Не затем мы брали уроки у первых докторов теологии, чтобы допустить в свои пределы папу.
— Жаль, что доктора не дали вам хорошего здоровья. Эти доктора не лечат. Наоборот, убивают.
— Вы не меня оскорбили этими словами, мистер Кемпис. Вы оскорбили Господа. А это не пустяк.
— Не пустяк — подвергнуть женщину порке, а затем сжечь ее дом.
— Это необходимо. Мы не желаем Рима здесь, в западном мире. Невозможно обратить скорпиона в рыбу и паписта — в свободного гражданина.
— Осторожнее, мистер Мильтон, а то как бы вы и вам подобные не обломали себе зубы. Вы забываете, что на нашей старой родине католиков видимо-невидимо.
— Добавьте еще, что иные из лондонцев до сих пор привержены язычеству. Я знаю об этом и скорблю. Но этим доказывается только, какие жалкие, легковерные и склонные впадать в заблуждение умы встречаются среди плебеев.
— Слышите, Гусперо? Вы лондонский плебей?
— Надеюсь, мистер Кемпис. У меня есть некоторые очень дурные склонности. — Гусперо был заинтригован разговором, похожим на фехтовальный поединок.
— Видите, мистер Мильтон, что плебеи всегда с нами? Но те, кого вы объявляете легковерными и склонными впадать в заблуждение, для меня — истинные приверженцы святости.
— О да. Оставьте их пресмыкаться в пыли с индейцами.
— Тогда как вы объясните то, что моя вера, которую вы именуете языческим суеверием, длит свое существование с незапамятных времен?
— Я бы не очень доверялся древности, мистер Кемпис. Весь ваш скрип идет от пустой бочки, ибо привычка, не основанная на истине, это не более чем застарелое заблуждение.
Ралф Кемпис удвоил внимание; не вставая со стула, он подался вперед и стал вглядываться в черты Мильтона, словно надеяться различить следы его мысли. Сам поэт откинулся на спинку стула, судя по всему успокоившийся и повеселевший, но судорожное шевеление пальцев выдавало нервозный интерес к тому, как повернется разговор.
— Вы забыли также, мистер Мильтон, что наша страна почти шестнадцать столетий оставалась в лоне католицизма.
— Не пытайтесь ослепить меня мглой темных времен. Если Англия пребывала некогда в рабстве, подчиняясь диктату страха и злых чар, то тем мудрее поступили те, кто ее освободил.
— Англичане были прежде набожным народом, сэр. Этим славились по всей Европе.
— Допускаю, они действительно поклонялись мощам и четкам. Облачались в языческие ризы и жреческие одеяния. Но что с того. Вавилоняне еще более долгое время обожествляли каменных собак.
— Наша вера была у нас украдена коварными слугами самозванных монархов, гонявшихся за богатством. Церковь была полностью разграблена.
— Но в замену ей было основано новое, более честное вероучение, без невнятного бормотания священников-лицемеров. В качестве путеводной звезды мы избрали Евангелие, а не папского Зверя.

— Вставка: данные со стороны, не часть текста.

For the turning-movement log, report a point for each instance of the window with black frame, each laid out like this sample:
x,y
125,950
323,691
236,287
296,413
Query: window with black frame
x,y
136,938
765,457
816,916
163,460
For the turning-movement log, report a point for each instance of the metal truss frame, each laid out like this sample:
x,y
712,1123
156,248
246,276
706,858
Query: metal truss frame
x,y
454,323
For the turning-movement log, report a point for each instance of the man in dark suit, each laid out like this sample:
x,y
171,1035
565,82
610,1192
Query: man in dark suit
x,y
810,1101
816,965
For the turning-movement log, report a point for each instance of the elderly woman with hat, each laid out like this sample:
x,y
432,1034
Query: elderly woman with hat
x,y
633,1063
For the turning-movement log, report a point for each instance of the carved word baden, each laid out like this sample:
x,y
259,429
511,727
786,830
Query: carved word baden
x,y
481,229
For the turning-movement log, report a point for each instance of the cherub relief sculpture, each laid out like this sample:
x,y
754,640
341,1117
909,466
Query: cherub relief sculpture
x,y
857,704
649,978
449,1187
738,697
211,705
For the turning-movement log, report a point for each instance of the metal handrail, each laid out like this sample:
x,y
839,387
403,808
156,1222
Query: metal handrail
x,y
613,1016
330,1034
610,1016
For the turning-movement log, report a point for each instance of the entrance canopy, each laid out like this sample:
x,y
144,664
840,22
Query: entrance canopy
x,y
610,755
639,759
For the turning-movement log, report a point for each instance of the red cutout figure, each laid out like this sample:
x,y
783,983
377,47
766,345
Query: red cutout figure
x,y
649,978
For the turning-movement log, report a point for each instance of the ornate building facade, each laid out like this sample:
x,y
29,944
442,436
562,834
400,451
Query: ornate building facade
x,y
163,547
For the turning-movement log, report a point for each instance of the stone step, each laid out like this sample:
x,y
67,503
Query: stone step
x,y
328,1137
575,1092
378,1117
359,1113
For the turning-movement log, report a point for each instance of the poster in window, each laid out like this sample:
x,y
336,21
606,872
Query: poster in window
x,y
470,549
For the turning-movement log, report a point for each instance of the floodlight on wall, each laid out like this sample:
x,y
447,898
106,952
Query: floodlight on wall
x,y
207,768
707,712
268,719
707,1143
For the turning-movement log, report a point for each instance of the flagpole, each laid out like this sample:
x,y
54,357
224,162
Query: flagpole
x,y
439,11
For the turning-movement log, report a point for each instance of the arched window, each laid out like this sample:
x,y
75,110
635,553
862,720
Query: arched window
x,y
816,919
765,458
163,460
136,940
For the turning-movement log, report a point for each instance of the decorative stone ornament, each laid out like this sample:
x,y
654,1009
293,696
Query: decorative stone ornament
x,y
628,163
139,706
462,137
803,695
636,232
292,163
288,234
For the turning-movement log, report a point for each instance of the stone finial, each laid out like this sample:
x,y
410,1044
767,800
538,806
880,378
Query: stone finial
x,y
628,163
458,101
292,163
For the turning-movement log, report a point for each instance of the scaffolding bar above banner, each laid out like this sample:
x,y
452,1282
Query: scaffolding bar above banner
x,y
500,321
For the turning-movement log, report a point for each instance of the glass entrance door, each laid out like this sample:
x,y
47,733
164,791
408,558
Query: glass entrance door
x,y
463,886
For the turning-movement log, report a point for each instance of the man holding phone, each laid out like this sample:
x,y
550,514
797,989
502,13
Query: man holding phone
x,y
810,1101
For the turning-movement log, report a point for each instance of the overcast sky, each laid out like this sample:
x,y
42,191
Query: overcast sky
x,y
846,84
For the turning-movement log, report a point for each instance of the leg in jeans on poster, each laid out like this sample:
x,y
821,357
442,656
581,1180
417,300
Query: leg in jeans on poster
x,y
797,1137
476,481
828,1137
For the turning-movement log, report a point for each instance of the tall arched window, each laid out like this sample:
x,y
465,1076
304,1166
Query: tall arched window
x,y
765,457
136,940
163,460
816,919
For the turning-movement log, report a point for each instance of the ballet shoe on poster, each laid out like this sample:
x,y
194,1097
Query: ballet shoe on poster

— Нет. Вы уничтожили всеобщую веру, просуществовавшую пятнадцать столетий. Я помню, как был низвергнут и изрублен на дрова Чипсайдский Крест. Граждане стояли как пораженные громом. Можно было подумать, топор опустился на их тела.
— Этот чудовищный повапленный идол? Вам приходится делать богов из дерева, потому что вы чуждаетесь духа. Вы низводите Бога на землю, ибо не способны сами воспарить к небесам.
— Искусство и обрядность — признаки любой универсальной веры.
— Неужели вы думаете, что Господу угоден вещественный храм?
— Наши храмы олицетворяют единение душ верой, основанной Христом.
— И по-вашему Христос оценивал, достаточно ли велик для Него языческий Крест в Чипсайде?
— Мы заявляем только, что он изображает на земле страсти нашего Спасителя. Вы говорите, что Господу чуждо все земное, но разве не сходил Он на землю? Именно поэтому в мессе…
Мильтон с улыбкой поднял руку.
— Как тебе эта игра, Гусперо? Он мечет в меня реликвиями ложной веры, потому что в его колчане ничего другого не имеется.
— Не вполне согласен с вами, сэр. — Спор задел молодого человека за живое. — Если месса предназначена для людей, то что в ней плохого?
— Так ты взалкал этих подслащенных пилюль, да, Гус? Тебе по вкусу эта драма на прогнивших помостках?
— Вы забыли, мистер Мильтон, — вставил Кемпис, — что в годы вашего господства вы полностью изгнали со сцены английскую драму.